376 - Genetic polymorphism in aurora-a as a risk factor in Egyptian women with breast cancer

Date 28 September 2012
Event ESMO Congress 2012
Session Publication Only
Topics Breast Cancer
Translational Research
Basic Principles in the Management and Treatment (of cancer)
Presenter Magdy Saber
Authors M.M. Saber1, S.Y. Akel2, G.T. Ali3, N.H. Ibrahim2
  • 1Dept. Medical Oncology, National Cancer Institute, 12511 - Cairo/EG
  • 2Clinical Pathology Department, National Cancer Institute, 1215 - Cairo/EG
  • 3Clinical Pathology Deaprtment, National Cancer Institute, 1215 - Cairo/EG



Although many risk factors have been identified, the cause of any individual breast cancer (BC) is most often unknowable. Aurora A, the gene, encoding serine/threonine kinase, has been shown to be over expressed in many tumors, noticeably in BC. The aim is to study the single nucleotide polymorphism in Aurora-A, and compare the frequency distributions of different genotypes between patients with BC and those with fibroadenoma to define its tumorigenic contribution to BC development.

Patients and methods

This study was conducted on 60 pathologically confirmed BC patients, 20 patients with fibroadenoma and 40 frequency matched controls. There were no age, stage or histology restrictions.Serum CA-15-3&estradiol were measured. DNA was isolated from peripheral blood lymphocytes for genotyping of Aurora A at the T91A (Phe31Ile) site and were analyzed by PCR–RFLP assay.

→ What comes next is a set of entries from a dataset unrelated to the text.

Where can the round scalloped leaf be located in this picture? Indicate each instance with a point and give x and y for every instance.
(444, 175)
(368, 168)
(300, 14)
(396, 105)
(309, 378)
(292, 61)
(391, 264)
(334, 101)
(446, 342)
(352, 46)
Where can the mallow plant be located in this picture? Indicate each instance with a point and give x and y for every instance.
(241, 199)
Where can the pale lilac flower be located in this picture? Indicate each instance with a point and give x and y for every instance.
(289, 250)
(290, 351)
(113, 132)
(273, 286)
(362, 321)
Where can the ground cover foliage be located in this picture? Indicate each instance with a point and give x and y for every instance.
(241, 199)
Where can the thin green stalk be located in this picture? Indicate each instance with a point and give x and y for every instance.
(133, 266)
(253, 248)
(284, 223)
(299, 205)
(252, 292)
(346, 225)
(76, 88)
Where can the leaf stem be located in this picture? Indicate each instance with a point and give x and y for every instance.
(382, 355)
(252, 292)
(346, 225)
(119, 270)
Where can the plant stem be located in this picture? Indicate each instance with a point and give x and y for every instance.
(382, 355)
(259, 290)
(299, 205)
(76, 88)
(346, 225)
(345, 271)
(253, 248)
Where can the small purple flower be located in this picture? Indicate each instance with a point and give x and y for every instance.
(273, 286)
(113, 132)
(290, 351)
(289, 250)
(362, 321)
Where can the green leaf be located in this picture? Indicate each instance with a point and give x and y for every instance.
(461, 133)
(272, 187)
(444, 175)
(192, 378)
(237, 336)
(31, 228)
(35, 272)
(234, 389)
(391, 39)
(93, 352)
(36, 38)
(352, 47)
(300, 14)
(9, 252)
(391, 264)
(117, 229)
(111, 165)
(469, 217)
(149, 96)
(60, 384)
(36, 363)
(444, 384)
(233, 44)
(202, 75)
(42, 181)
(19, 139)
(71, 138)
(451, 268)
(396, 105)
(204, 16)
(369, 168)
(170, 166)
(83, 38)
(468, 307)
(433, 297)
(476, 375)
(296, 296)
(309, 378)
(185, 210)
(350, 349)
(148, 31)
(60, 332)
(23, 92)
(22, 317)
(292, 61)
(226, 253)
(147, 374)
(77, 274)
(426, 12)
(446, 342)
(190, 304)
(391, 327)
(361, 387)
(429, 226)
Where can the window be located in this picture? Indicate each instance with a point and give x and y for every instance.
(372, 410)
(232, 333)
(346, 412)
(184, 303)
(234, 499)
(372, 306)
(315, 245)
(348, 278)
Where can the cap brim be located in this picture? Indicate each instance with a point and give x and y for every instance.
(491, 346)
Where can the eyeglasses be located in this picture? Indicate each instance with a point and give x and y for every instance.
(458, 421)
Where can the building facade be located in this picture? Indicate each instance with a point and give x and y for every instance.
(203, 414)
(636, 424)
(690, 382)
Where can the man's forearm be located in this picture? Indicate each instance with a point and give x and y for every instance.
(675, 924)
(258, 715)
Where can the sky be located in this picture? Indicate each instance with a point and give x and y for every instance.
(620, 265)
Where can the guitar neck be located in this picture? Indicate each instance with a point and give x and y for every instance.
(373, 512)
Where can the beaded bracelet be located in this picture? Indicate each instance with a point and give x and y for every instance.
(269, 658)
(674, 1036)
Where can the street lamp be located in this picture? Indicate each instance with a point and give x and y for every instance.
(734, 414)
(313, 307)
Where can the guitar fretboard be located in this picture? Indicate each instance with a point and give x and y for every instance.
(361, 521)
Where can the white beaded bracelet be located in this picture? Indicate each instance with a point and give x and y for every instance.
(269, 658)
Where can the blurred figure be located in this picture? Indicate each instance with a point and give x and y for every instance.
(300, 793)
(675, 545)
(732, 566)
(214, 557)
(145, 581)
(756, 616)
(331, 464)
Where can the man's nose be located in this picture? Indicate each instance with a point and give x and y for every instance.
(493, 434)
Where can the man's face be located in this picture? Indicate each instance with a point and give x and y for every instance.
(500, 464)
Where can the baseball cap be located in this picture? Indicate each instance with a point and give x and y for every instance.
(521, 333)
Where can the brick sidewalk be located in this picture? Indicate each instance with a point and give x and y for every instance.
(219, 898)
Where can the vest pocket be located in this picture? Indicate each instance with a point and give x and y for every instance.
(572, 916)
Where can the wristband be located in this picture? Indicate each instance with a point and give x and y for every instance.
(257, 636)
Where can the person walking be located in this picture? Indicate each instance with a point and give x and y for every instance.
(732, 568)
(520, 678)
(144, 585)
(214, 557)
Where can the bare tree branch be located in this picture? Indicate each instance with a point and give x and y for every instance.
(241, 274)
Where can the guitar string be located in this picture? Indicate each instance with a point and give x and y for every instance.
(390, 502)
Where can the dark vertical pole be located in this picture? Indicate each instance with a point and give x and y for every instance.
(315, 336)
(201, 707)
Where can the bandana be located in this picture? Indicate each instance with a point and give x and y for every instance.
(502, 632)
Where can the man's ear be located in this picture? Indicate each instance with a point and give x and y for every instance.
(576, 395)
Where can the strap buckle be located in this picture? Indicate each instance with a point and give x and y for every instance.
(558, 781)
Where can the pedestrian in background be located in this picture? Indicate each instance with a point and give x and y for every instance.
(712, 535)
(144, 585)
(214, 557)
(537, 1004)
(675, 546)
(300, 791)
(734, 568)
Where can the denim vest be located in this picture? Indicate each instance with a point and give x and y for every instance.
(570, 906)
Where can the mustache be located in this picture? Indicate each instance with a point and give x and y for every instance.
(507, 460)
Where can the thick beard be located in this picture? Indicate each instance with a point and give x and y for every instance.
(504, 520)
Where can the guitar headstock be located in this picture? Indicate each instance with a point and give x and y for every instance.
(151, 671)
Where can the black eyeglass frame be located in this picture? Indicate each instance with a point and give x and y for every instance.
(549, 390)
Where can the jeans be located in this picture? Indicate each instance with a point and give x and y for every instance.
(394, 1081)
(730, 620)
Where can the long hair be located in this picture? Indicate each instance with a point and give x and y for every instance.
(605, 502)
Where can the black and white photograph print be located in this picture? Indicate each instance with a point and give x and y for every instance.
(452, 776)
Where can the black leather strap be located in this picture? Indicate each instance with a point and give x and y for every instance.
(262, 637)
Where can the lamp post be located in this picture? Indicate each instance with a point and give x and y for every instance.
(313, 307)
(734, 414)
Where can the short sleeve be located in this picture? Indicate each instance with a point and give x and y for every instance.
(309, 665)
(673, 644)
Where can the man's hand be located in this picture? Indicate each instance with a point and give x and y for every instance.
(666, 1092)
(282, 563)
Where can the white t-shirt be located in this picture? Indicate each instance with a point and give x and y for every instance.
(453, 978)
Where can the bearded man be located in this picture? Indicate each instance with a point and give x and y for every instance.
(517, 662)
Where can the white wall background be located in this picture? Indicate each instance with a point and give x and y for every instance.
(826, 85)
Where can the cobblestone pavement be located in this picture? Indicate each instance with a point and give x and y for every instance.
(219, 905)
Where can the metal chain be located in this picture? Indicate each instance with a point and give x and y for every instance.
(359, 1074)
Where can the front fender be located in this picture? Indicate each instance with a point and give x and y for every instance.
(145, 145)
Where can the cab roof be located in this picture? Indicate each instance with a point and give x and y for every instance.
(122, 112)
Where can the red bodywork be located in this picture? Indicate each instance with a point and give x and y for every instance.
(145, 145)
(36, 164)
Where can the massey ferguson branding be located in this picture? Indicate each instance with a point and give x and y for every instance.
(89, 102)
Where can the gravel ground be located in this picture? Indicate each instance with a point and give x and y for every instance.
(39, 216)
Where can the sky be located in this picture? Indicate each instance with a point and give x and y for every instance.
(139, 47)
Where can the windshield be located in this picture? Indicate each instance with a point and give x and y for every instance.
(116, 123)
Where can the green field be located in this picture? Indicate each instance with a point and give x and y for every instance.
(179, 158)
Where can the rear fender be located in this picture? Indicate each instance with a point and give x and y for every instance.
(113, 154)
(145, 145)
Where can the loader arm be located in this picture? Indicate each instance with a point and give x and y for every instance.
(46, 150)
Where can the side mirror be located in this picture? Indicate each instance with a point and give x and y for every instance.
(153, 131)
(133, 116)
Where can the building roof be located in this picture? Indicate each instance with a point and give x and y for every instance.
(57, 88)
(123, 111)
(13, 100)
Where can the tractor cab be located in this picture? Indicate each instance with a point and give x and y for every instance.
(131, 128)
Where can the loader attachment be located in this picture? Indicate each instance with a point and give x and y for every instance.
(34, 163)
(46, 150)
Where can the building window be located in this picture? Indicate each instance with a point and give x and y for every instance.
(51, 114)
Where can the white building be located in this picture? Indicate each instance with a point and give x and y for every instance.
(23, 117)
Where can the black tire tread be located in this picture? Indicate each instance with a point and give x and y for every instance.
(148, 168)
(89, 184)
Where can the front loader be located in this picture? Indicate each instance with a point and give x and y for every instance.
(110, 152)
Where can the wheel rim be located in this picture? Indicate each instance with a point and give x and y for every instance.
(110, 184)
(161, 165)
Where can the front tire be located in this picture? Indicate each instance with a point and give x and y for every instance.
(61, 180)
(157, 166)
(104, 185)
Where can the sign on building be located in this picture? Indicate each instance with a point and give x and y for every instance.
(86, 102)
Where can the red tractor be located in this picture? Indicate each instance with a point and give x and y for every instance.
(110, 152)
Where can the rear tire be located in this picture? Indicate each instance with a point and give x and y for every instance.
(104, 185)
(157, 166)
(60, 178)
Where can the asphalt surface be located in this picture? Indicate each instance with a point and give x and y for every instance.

This study showed that women carrying the Ile/Ile genotype had an increased risk of developing BC (P = 0.04). Logistic regression analysis showed that subjects having IIe/IIe genotype had a 9.3fold increased risk of developing BC compared with those with the Phe/Phe genotype (OR 9.3;95% CI 1.12-77.69). The heterozygous Phe/IIe genotype was not significantly associated with the risk of cancer, suggesting a possible recessive effect of the polymorphism. No significant association was observed between the polymorphism and the risk of fibroadenoma. Patients with negative ER &PR were more likely to carry the IIe/IIe genotype compared with positive ER &PR positive patients (34.8% vs 5.4%). Serum estradiol showed significant increase in the BC category (p= 0.016), while, no significant difference was observed between the benign and the control categories (p = 0.41). The presence of +ve family history (FH) of BC and history of sex hormone intake showed significant increase in BC category when compared to control group and benign group. In BC group, patients with +ve FH had 7.5 times the chance of carrying IIe/IIe genotype compared to patients with –ve FH (OR7.5; 95% CI 1.53-36.71, P0.01).


This study provides the evidence that the Aurora-A Ile/Ile genotype is associated with an increased risk for the occurrence but not progression of BC.


All authors have declared no conflicts of interest.